Ankita Rawat, co-founder of Beyond Eye, an organisation which works extensively on Sexual and Reproductive Health and Rights, says “she understands the potential of commercial surrogacy to exploit women”. “However this new Bill does nothing but to further the exploitation. A blanket ban on surrogacy would only push this industry underground which will absolve surrogate mother of any right which she may have in a regulated environment.”
As for the clause of a ‘close relative’, she says that it might get difficult for a woman to say no to a close relative out of mere sentiment or maybe due to the patriarchal nature of families.
The Bill has a provision related to insurance as well. As per the Bill, “insurance” means an arrangement by which a company, individual or intending couple undertake to provide a guarantee of compensation for specified loss, damage, illness or death of surrogate mother during the process of surrogacy”.
On the issue of insurance, Rawat echoed the sentiment of the committee report that how the ‘Bill fails to cover the post natal insurance as a mother may be prone to mental health issues and trauma after the pregnancy’.
Experts also argue that in the case of death during pregnancy or during the time of childbirth, the family should be paid separate compensation.
The Bill also seeks to promote adoption and in turn curtails people’s reproductive rights by curtailing surrogacy as an option. Restricting people’s choice to have a biological child through surrogacy is a violation of reproduction right of the individual or the couple. Also, limiting surrogacy to a close relative of 25 to 35 years, who herself will be willing to go through this in today’s socio economic environment, limits the potential surrogate mothers and makes the model unworkable and will shut their only avenue of having a biological child, and hence impinges on their reproductive rights, the Committee report notes.

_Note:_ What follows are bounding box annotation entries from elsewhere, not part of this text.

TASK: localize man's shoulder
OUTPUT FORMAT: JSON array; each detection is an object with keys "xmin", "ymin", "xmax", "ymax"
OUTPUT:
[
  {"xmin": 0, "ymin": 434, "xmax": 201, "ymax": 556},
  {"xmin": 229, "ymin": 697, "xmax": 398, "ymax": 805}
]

“Experts on the issue argue that the focus needs to be on advancing the rights of the surrogate mother who provide their reproductive labour. The prevention of exploitation can be achieved by empowering them with relevant regulation of the industry and providing legislative framework which bestows them well deserved rights.”
The best way to prevent exploitation would of course be to economically emancipate them, so that they don’t have to resort to surrogacy in the very first place. It also needs to focus on women’s ability to make informed decisions, their right to health and control over their reproduction.

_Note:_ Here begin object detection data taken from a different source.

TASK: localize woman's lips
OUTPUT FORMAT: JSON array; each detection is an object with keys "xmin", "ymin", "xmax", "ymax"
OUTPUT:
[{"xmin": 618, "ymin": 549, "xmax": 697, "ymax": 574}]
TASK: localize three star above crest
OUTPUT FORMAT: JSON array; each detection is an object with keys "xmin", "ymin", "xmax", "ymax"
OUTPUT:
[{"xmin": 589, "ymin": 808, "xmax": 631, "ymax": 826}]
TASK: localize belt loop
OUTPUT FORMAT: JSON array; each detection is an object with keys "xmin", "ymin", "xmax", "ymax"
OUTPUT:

Since these procedures are performed in assisted reproductive technology (ART) clinics, leaving this arena unregulated will have ramifications since they can easily exploit the surrogate mother as they act as a middle man in the process of surrogacy. Therefore, there is a need to regulate the surrogacy industry as well.
One needs to note that the critics of commercial surrogacy have valid concerns about surrogacy and its implications. However, a carefully drafted legislation can minimise the potential exploitative aspects of surrogacy and can protect the individuals who choose it as a reproductive option and those who perform it. However, the Bill in its current form gives way to a vacuum, which will either be filled by underground surrogacy industry or exploitative family structure, which will leave women without any rights and hence more susceptible to exploitation in the hands of the clinics and other exploitative forces. This Bill needs to be reconsidered by the Rajya Sabha, where it will be tabled next.